Public satisfaction with the media in Hong Kong has hit an all-time low, according to a recent public opinion poll.

Satisfaction with news media performance in general has hit historic lows since records began in 1993, according to a survey of 1,004 Cantonese-speaking adults by the Hong Kong Public Institute Research Institute ( PORI).

Meanwhile, satisfaction with press freedom in Hong Kong fell 23 percentage points … its lowest point since records began after the 1997 transition to Chinese rule, PORI said. in a report released Friday.

Only 28% of respondents said they were satisfied with the level of press freedom in Hong Kong, a new low since this question was first asked in September 1997, while 51% said they were dissatisfied with the level the highest since October 2020.

Additionally, a record 46% felt Hong Kong’s news media did not fully utilize the freedom of speech available to them, while 63% said the media held back criticism of the Communist Party. China (CCP) in power, while 51% said he avoided criticizing Hong Kong authorities.

Senior reporter Chris Yeung said the figures reflected an ongoing crackdown on public dissent and political opposition under the CCP’s draconian national security law, which has seen several pro-democracy news outlets forced to shut down and high profile journalists arrested under the law.

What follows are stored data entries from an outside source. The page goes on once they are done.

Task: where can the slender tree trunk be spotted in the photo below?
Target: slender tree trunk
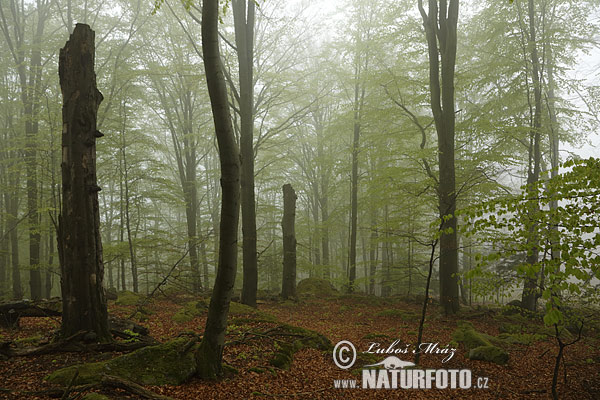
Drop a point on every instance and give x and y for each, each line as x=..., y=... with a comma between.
x=12, y=210
x=554, y=145
x=373, y=251
x=354, y=184
x=440, y=29
x=243, y=15
x=288, y=287
x=80, y=245
x=134, y=275
x=49, y=269
x=210, y=353
x=3, y=252
x=530, y=287
x=122, y=225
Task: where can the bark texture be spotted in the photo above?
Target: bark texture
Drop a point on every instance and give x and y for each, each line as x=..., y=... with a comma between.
x=288, y=287
x=209, y=355
x=80, y=245
x=243, y=15
x=530, y=286
x=440, y=29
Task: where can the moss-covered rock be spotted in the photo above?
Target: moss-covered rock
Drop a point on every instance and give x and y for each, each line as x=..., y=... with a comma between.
x=112, y=293
x=165, y=364
x=128, y=298
x=315, y=287
x=95, y=396
x=521, y=338
x=303, y=338
x=191, y=310
x=489, y=353
x=197, y=308
x=469, y=337
x=394, y=312
x=27, y=341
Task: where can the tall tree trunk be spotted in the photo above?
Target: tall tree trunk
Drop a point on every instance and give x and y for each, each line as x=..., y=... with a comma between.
x=288, y=287
x=121, y=226
x=440, y=29
x=530, y=287
x=354, y=181
x=373, y=251
x=210, y=353
x=554, y=145
x=3, y=252
x=12, y=209
x=243, y=15
x=80, y=244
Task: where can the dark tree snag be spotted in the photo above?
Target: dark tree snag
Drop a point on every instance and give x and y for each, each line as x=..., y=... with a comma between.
x=79, y=241
x=209, y=355
x=288, y=287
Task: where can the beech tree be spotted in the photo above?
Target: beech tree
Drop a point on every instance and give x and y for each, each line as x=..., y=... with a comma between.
x=440, y=30
x=210, y=352
x=79, y=241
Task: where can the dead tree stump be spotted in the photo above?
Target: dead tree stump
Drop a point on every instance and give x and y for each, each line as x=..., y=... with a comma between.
x=79, y=243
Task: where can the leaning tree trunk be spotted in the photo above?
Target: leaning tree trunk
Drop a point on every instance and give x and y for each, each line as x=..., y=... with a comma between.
x=80, y=245
x=210, y=353
x=288, y=287
x=243, y=16
x=441, y=33
x=530, y=286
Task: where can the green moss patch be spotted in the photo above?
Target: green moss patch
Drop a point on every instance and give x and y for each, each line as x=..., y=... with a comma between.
x=394, y=312
x=165, y=364
x=489, y=353
x=315, y=287
x=296, y=339
x=28, y=341
x=128, y=298
x=95, y=396
x=469, y=337
x=521, y=338
x=190, y=310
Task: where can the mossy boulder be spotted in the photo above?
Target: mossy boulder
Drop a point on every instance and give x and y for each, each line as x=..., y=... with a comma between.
x=197, y=308
x=469, y=337
x=315, y=287
x=521, y=338
x=95, y=396
x=489, y=353
x=112, y=293
x=165, y=364
x=128, y=298
x=394, y=312
x=303, y=338
x=190, y=310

“The trend is obvious,” Yeung told reporters on Friday. “At the very least, it is very clear that the public thinks the media has reservations and censors itself when dealing with central government issues.”

“Many Hong Kong cases now include the views of the central government, from national security law to COVID-19 policy and even the recent [China Eastern] air crash,” Yeung said.

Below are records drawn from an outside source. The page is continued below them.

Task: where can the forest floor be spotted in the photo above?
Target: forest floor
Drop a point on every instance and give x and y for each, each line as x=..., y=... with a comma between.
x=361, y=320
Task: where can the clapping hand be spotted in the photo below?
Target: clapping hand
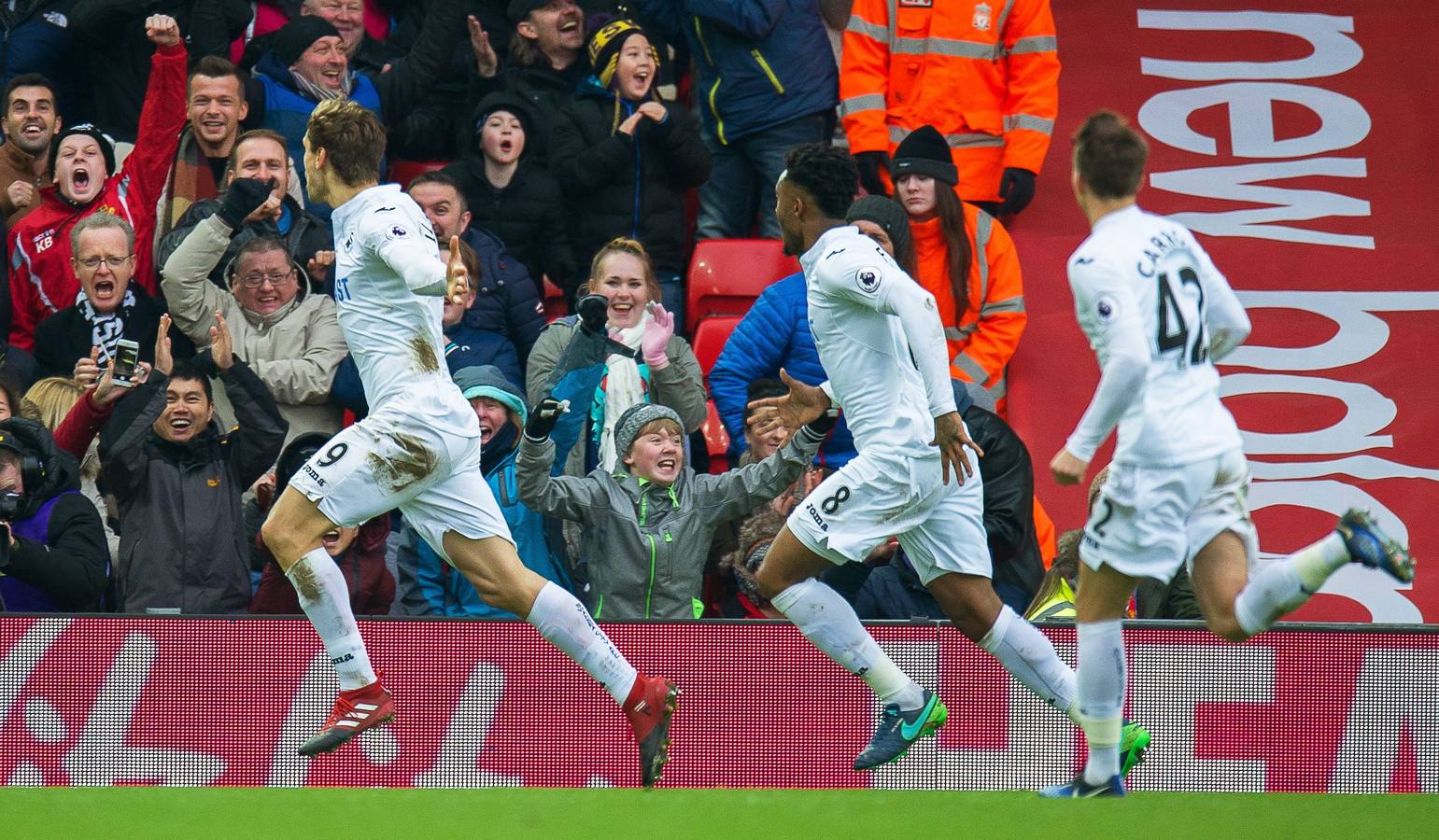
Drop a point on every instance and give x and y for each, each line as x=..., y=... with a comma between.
x=222, y=350
x=486, y=59
x=162, y=31
x=164, y=360
x=658, y=331
x=800, y=406
x=457, y=276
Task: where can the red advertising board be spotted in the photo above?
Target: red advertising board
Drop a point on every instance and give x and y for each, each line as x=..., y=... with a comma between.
x=226, y=702
x=1297, y=140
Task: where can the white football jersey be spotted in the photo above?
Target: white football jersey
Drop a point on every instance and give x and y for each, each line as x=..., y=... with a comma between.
x=854, y=291
x=1144, y=287
x=385, y=250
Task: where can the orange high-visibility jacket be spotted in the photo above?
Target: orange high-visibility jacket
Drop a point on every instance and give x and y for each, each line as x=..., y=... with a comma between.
x=984, y=335
x=984, y=72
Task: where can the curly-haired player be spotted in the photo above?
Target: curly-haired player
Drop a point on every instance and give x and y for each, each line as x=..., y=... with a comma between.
x=881, y=342
x=417, y=451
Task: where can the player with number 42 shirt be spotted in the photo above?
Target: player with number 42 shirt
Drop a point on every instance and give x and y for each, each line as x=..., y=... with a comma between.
x=1159, y=314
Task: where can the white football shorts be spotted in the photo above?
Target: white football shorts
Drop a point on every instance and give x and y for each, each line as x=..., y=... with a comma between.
x=1149, y=521
x=880, y=495
x=401, y=457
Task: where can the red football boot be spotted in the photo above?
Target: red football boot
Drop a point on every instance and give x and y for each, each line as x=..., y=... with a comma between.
x=649, y=707
x=354, y=712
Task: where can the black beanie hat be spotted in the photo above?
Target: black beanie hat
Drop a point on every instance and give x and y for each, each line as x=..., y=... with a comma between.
x=292, y=39
x=925, y=153
x=106, y=146
x=887, y=213
x=513, y=104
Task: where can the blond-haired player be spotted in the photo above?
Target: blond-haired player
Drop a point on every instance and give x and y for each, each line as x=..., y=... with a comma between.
x=417, y=451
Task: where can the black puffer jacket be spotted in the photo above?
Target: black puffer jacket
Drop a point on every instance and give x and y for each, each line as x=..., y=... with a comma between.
x=527, y=216
x=308, y=233
x=505, y=300
x=181, y=539
x=628, y=186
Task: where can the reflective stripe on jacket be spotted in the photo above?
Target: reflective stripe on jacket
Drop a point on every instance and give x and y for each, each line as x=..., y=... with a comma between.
x=984, y=72
x=984, y=331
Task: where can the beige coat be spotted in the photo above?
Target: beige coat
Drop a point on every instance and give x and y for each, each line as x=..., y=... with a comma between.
x=294, y=351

“The media are also careful how they deal with other information that is not overtly political, like the case of Peng Shuai,” he said.

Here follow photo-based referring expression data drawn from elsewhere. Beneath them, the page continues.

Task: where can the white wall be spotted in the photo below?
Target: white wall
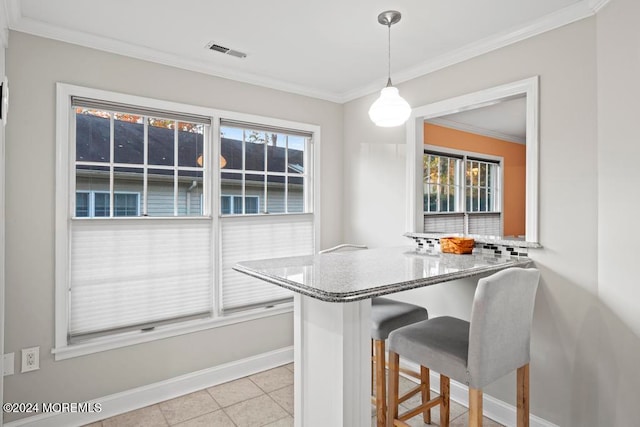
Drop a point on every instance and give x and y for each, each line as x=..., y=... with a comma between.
x=34, y=66
x=562, y=344
x=2, y=213
x=618, y=48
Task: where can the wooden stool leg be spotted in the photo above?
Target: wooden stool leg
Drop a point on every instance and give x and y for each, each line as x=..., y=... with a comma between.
x=444, y=404
x=475, y=407
x=372, y=365
x=394, y=383
x=522, y=396
x=381, y=398
x=426, y=392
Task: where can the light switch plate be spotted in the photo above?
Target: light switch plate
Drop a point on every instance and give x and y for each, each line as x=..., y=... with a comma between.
x=8, y=364
x=30, y=359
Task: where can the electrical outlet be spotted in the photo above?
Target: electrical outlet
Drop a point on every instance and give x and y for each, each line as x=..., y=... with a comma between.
x=30, y=359
x=8, y=364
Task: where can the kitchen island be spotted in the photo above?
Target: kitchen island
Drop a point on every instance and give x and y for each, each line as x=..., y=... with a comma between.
x=332, y=309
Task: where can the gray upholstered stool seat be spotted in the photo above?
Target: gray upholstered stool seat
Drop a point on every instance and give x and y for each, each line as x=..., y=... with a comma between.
x=476, y=353
x=388, y=315
x=441, y=343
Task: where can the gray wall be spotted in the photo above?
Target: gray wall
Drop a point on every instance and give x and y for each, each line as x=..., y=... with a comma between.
x=568, y=315
x=34, y=66
x=616, y=316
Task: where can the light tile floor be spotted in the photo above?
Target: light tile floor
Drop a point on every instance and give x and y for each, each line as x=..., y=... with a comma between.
x=263, y=399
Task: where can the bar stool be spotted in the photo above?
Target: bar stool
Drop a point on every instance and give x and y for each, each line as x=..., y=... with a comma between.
x=386, y=316
x=476, y=353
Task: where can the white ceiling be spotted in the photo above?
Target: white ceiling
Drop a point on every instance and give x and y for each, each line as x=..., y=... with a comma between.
x=330, y=49
x=506, y=120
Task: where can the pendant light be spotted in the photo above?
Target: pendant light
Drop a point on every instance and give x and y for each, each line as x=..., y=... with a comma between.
x=390, y=109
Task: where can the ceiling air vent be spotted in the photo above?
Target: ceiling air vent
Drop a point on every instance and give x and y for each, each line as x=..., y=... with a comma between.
x=226, y=50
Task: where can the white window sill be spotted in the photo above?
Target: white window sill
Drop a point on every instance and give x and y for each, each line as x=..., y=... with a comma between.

Yeung said the poll results were “absolutely” linked to the shutdown of a number of media outlets, including pro-democracy newspaper Apple Daily and Stand News, Yeung said.

“Diversity of voices in the media is a very important part of freedom of the press,” he said, adding that there is really only room for pro-government voices in the media of Hong Kong at present.

Translated and edited by Luisetta Mudie.